TL;DR - This is my suggestion:
nI = numel(idx);
sz = size(m);
x = sparse( 1:nI, idx, m(sub2ind( size(m), 1:numel(idx), idx )), sz(1), sz(2), nI);
The rest of the post discusses why it works better.
Seeing how the desired output matrix consists mostly of zeros, this practically begs the use of sparse matrices! Not only should this increase performance (especially for larger matrices), it should be much more memory friendly.
I'm going to add two functions to Wolfie's benchmark:
function x = f_sp_loop( m, idx )
nI = numel(idx);
sz = size(m);
x = spalloc( sz(1), sz(2), nI ); % Initialize a sparse array.
for indI = 1:nI
x( indI, idx(indI) ) = m( indI, idx(indI) ); % This generates a warning (inefficient)
end
end
function x = f_sp_sub2ind( m, idx )
nI = numel(idx);
sz = size(m);
x = sparse( 1:nI, idx, m(sub2ind( size(m), 1:numel(idx), idx )), sz(1), sz(2), nI);
end
The difference, essentially, is that we're not preallocating the output as an array of zeros, but rather as a sparse array. The result of the benchmark1 is as follows:

... this raises a question - how come is the sparse
approach about an order of magnitude faster?
To answer this, we should look at the actual runtime distribution inside the benchmarking function, which we can get from the profiler. To get even more information, we can make the profiler output memory consumption info, using profile('-memory','on')
. After running a somewhat shorter version2 of the benchmark, which only runs for the top value of k
, we get:


So we can conclude several things:
- The vast majority of runtime is spent on allocating and freeing memory, which is why the algorithms appear to have almost identical performance. Therefore, if we cut down on memory allocations, we directly save time (big plus for
sparse
!).
- Even though the
sub2ind
and loop
approaches appear the same, we can still establish a "winner" among the two (see purple box on the bottom image) - sub2ind
! It's 32ms for sub2ind
vs 41ms for the loop.
The sparse loop approach is unsurprisingly slow, as we were warned by mlint
:
Explanation
Code Analyzer detects an indexing pattern for a sparse array that is likely to be slow. An assignment that changes the nonzero pattern of a sparse array can cause this error because such assignments result in considerable overhead.
Suggested Action
If possible, build sparse arrays using sparse
as follows, and do not use indexed assignments (such as C(4) = B) to build them:
- Create separate index and value arrays.

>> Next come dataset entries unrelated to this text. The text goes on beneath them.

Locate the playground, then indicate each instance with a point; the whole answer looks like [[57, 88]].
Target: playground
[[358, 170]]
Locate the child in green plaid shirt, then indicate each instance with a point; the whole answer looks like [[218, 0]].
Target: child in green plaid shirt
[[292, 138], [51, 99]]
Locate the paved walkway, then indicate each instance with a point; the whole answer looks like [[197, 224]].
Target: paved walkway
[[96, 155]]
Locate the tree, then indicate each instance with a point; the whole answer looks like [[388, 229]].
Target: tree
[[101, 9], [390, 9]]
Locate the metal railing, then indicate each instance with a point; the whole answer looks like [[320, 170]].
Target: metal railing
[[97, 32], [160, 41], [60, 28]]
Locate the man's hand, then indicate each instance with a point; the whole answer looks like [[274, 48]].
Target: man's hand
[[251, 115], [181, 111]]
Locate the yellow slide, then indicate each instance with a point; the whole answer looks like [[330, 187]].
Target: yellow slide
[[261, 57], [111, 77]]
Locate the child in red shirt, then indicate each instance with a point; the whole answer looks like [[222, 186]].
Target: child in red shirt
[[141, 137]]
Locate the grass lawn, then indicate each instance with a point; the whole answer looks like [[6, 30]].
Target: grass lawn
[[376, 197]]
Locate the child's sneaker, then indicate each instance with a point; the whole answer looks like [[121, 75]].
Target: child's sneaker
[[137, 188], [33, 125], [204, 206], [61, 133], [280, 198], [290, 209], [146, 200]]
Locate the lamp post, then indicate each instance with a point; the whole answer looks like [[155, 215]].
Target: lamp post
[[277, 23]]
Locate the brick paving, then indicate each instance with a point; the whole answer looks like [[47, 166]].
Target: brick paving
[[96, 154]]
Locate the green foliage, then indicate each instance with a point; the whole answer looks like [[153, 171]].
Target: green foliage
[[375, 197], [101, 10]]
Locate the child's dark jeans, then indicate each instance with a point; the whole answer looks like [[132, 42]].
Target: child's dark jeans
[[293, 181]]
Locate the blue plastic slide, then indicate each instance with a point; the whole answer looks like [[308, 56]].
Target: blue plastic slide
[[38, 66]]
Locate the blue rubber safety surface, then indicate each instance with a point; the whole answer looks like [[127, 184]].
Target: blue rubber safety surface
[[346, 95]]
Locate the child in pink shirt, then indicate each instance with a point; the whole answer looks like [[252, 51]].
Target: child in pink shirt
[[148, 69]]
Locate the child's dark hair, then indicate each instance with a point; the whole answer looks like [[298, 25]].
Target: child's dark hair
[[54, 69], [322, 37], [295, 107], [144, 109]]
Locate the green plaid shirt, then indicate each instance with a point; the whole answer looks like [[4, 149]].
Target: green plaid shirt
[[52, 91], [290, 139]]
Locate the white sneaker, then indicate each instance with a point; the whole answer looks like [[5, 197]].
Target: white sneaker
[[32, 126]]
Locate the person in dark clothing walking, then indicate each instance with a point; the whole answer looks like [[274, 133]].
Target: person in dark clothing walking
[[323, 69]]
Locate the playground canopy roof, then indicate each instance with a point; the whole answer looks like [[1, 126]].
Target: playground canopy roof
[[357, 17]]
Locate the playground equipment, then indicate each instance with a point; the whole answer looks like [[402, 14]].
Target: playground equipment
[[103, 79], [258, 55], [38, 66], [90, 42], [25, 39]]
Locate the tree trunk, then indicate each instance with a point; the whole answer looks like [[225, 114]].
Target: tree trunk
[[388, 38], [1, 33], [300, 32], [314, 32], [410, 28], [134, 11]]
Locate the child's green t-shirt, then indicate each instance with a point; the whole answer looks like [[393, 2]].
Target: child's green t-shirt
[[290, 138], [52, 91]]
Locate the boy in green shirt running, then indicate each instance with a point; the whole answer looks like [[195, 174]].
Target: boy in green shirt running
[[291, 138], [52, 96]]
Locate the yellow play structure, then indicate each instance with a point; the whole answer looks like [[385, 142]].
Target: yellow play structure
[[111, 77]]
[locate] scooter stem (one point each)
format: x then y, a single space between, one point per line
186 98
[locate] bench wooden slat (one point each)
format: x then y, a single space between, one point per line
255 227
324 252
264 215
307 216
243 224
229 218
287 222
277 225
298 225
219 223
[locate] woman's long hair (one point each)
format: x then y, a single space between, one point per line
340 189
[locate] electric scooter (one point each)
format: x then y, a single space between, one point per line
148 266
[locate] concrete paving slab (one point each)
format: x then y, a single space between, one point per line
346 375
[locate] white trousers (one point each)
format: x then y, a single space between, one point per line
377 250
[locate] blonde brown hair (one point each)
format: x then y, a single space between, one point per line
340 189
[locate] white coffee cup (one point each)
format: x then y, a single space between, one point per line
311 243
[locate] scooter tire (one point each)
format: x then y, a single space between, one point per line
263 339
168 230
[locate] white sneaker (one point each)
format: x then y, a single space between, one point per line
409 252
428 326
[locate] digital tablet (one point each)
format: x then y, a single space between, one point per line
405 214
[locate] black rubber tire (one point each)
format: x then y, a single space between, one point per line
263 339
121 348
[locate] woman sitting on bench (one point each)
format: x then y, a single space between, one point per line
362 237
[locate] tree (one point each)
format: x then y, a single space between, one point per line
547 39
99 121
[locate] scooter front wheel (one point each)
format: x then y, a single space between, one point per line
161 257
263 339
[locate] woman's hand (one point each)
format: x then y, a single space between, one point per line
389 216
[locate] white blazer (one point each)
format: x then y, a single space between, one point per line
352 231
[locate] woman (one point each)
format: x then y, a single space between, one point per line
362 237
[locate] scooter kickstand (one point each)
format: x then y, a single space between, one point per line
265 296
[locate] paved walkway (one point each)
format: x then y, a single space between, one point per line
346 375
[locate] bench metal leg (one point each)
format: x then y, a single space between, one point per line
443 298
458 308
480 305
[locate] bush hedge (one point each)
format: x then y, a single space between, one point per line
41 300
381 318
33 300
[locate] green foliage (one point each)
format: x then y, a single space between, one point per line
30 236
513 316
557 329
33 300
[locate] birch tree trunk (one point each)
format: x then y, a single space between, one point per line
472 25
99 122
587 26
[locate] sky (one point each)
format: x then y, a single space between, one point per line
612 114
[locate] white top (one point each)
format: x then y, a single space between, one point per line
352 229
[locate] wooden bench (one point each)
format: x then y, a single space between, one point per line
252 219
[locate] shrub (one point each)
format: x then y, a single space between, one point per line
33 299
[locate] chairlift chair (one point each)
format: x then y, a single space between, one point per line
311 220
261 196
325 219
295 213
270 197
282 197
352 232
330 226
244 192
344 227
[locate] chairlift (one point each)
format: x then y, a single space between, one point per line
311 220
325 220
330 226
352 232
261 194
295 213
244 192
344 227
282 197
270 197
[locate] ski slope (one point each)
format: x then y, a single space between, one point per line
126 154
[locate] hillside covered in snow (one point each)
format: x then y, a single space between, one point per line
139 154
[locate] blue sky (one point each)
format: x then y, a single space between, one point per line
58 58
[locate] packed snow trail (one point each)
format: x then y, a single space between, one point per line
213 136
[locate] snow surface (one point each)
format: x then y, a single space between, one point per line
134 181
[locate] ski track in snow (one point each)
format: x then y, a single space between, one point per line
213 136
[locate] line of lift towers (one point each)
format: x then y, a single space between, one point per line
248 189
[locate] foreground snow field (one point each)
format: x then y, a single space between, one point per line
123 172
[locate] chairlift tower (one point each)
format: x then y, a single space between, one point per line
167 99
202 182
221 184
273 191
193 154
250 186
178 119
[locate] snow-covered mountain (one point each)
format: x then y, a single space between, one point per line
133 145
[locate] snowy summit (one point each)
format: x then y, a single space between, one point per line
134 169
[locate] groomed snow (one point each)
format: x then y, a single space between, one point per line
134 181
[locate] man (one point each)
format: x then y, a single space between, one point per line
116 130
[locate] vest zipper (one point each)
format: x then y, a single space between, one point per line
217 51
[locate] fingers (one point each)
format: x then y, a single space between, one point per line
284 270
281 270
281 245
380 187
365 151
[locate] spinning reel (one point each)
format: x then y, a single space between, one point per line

- Call sparse to assemble the index and value arrays.
If you must use indexed assignments to build sparse arrays, you can optimize performance by first preallocating the sparse array with spalloc
.
If the code changes only array elements that are already nonzero, then the overhead is reasonable. Suppress this message as described in Adjust Code Analyzer Message Indicators and Messages.
For more information, see “Constructing Sparse Matrices”.
- The approach which combines the best of both worlds, meaning the memory savings of
sparse
and the vectorization of sub2ind
, appears to be the best one with a mere 3ms runtime!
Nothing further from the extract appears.